FHL muscle tissues (100 mg) were homogenized in ice-cold RIPA lysis buffer (50mM Tris, pH 8, 150mM sodium chloride, 1.0% NP-40, 1% sodium dodecyl sulfate (SDS), 1% ROCHE). Homogenized samples were centrifuged at 12000 × g for 15 minutes at 4°C. The supernatant was collected and the protein concentration measured (wavelength 595 nm) by a Bio-Rad protein-determining kit based on the Bradford method , and kept at a temperature of -20° C. The homogenized samples obtained were mixed in a ratio of 1:1 with a 2X loading buffer (50 mM tris - hydrogen chloride, pH = 6.8%, sodium dodecyl sulfate, 10% glycerol, 5% beta-mercaptoethanol and% 0.005 Bromophenyl blue). The samples were boiled for 5 minutes until all proteins were completely denatured. The proteins were isolated by SDS gel (10%) electrophoresis, then transferred to a nitrocellulose membrane, and blocked on the shaker for one hour with a combination of bovine serum albumin (BSA) 1%, tween 20 in phosphate-buffered saline (PBS) 0.1%. After washing in PBS-T solution, the membrane was incubated within a solution containing diluted anti-rabbit antibody in BSA-PBS-T solution. The antibodies used for immunoblotting were eIF2α (sc-517214; 1:500), p-eIF2α (sc-101670; 1:500), PERK (sc-377400; 1:500), p-PERK (sc-32577; 1:500), mTOR (sc-1550-R; 1:500), p-mTOR (sc-293133; 1:500), AKT (sc-135829; 1:500), p-AKT (sc-52940; 1:500) ATF4 (sc-390063; 1:500), and β-Actin (sc-130657) from the Santa Cruz Biotechnology company, and CHOP (ab-11419; 1:500) and BiP (ab-11419; 1:500) from Abcam company. The nitrocellulose membrane was removed from the solution and washed with PBST (three times each time for 5 minutes). Then, it was incubated for 1 hour with secondary antibody (anti rabbit/anti mouse depending on the primery antibody). The chemiluminescence chemical reaction and x-ray radiography film (Fujii) were used for visualization. Protein measurement densitometry analysis was carried out using Image J software (National Institutes of Health, Bethesda, Maryland, USA). The target genes band were normalized against β-Actin as loading control.
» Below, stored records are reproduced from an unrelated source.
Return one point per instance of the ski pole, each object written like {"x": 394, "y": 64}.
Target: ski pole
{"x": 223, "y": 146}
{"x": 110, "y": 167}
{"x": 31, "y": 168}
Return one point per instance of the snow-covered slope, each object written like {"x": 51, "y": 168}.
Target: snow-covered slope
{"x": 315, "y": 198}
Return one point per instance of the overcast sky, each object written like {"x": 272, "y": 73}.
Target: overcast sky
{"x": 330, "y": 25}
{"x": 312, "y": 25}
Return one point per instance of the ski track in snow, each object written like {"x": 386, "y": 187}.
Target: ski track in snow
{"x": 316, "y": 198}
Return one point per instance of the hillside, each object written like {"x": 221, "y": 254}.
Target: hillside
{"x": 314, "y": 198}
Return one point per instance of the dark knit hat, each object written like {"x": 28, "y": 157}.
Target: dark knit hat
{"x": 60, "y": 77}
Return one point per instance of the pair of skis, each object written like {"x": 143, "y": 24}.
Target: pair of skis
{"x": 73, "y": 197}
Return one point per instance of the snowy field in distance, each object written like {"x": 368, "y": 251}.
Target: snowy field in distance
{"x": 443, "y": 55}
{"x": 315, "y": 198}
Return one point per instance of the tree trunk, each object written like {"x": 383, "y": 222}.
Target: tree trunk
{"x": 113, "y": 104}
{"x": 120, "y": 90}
To assess normality of data distribution and equality of variances, the Shapiro–Wilk and Levene tests were used, respectively. Analysis of variance (ANOVA) with repeated measure [within-subject effects (time), between-subject effects (group), interaction between the two types of effects (group × time)] and Bonferroni post-hoc test were used to determine intra-group and inter-group changes in body weight and Maximal carrying load (MCL) variables. In relation to other research variables, one-way ANOVA and Tukey's post hoc tests were used to compare differences between groups (in the post test). SPSS software package (version 23) was used for data analysis and the statistically significant difference was set at p < 0.05.